Me pregunto si en verdad el ser humano resulta intimidante para otras especies, o si nos tomarán por idiotas. A fin de cuentas somos animales: feos a la vista de cualquier otro. (El hippie seguía enfrascado en sus tambores.) La ardilla me miró.
Sus ojos de avellana negra indicaban claramente que no pensaba en huir al menor indicio de movimiento que yo hiciera. O era muy determinada, o a lo mejor ya sabía que tenía mucha flojera y no intentaría moverme en lo absoluto. Qué poco instinto tengo, hasta las ardillas me piensan como predador incompetente.

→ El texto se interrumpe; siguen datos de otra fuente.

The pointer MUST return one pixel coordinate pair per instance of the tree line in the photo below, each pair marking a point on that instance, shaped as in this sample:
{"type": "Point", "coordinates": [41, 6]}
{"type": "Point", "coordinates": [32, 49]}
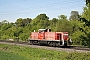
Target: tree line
{"type": "Point", "coordinates": [77, 25]}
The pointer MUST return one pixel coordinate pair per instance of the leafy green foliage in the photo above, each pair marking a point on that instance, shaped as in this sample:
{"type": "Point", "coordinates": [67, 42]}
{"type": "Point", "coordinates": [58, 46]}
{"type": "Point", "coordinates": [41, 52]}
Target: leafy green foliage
{"type": "Point", "coordinates": [14, 51]}
{"type": "Point", "coordinates": [10, 56]}
{"type": "Point", "coordinates": [78, 26]}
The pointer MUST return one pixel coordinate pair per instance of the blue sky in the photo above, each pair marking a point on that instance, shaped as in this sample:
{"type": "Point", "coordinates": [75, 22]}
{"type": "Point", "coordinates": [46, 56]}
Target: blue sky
{"type": "Point", "coordinates": [11, 10]}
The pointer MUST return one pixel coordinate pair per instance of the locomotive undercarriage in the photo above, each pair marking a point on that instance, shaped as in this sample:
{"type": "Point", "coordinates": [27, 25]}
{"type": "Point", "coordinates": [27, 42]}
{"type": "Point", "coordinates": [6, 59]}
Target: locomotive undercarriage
{"type": "Point", "coordinates": [48, 42]}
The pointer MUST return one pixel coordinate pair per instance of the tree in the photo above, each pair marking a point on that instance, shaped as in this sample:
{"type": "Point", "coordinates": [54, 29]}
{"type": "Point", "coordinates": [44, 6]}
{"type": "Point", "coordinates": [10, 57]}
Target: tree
{"type": "Point", "coordinates": [74, 15]}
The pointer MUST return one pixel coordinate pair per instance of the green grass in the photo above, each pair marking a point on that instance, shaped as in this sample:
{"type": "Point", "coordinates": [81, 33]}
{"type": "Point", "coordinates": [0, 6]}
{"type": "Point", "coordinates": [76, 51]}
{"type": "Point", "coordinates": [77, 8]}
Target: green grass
{"type": "Point", "coordinates": [27, 53]}
{"type": "Point", "coordinates": [10, 56]}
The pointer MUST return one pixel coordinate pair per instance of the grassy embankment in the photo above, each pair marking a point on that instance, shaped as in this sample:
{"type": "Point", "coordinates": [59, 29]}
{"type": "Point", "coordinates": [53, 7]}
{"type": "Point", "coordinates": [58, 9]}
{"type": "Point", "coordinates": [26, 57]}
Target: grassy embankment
{"type": "Point", "coordinates": [14, 52]}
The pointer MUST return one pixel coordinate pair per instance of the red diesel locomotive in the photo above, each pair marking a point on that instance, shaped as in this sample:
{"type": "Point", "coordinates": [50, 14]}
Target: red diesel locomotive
{"type": "Point", "coordinates": [45, 36]}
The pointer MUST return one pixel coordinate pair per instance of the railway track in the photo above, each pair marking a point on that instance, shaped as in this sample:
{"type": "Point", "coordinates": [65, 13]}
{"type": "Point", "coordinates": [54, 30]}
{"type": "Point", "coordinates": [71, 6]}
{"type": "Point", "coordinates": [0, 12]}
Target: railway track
{"type": "Point", "coordinates": [66, 49]}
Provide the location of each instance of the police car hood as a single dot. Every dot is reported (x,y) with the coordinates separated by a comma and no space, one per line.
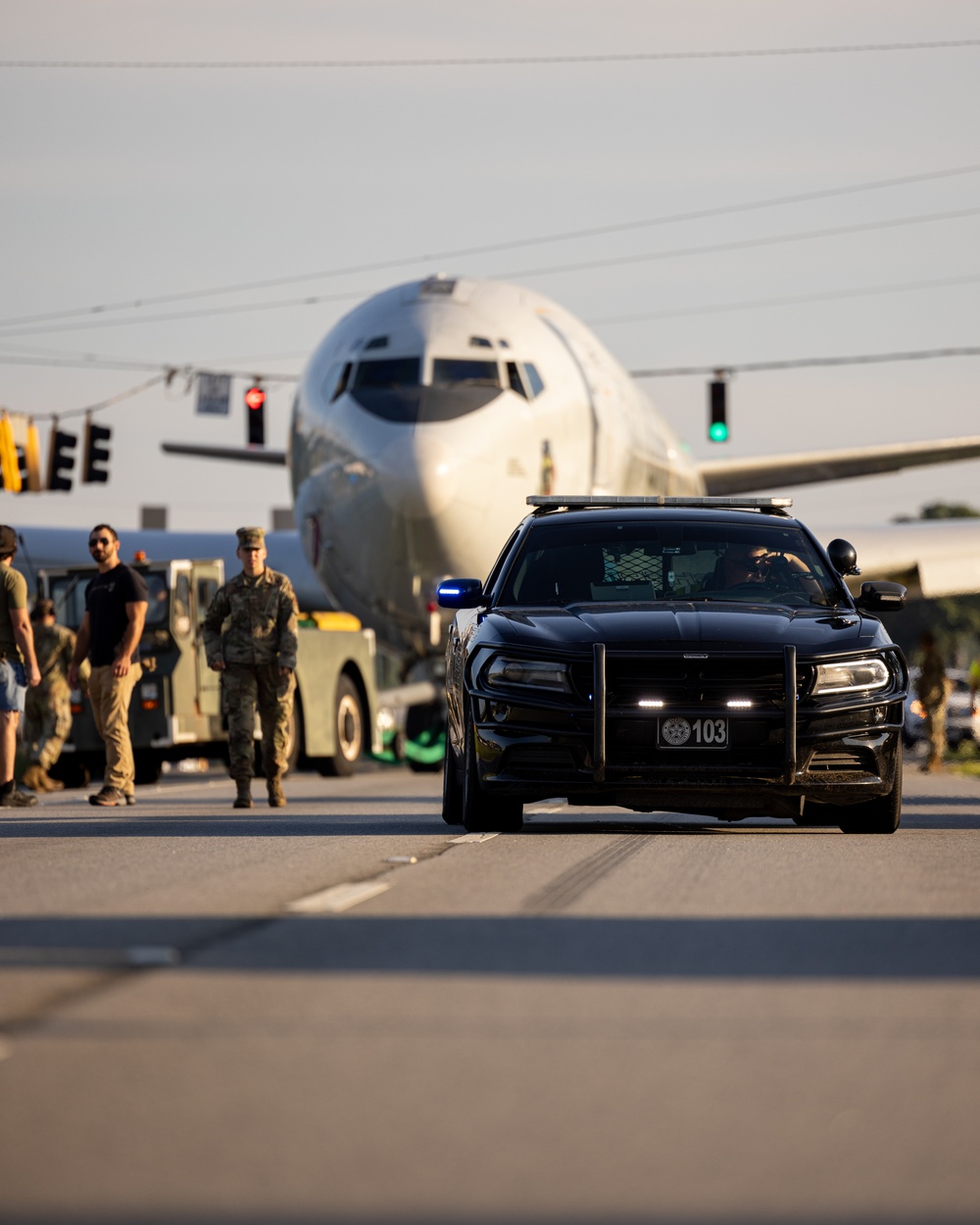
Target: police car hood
(723,626)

Alzó el hocico hacia mi rostro. Evidentemente se estaba dirigiendo hacia mí y demandaba mi atención. Para quedar en condiciones de igualdad, me quité el rebozo con el que me cubría la cara, y le mostré mi nariz. La ardilla comenzó a fruncir el hocico, sin quitarme los ojos de encima: estaba comunicándome algo. Maravillosamente, yo lo comprendía. Así fue como nos pusimos a entablar una iluminativa conversación nasal, donde lo único que podía escucharse eran los torpes golpes de tambor que propinaba el hippie en su eterno estado de letargo inducido por marihuana.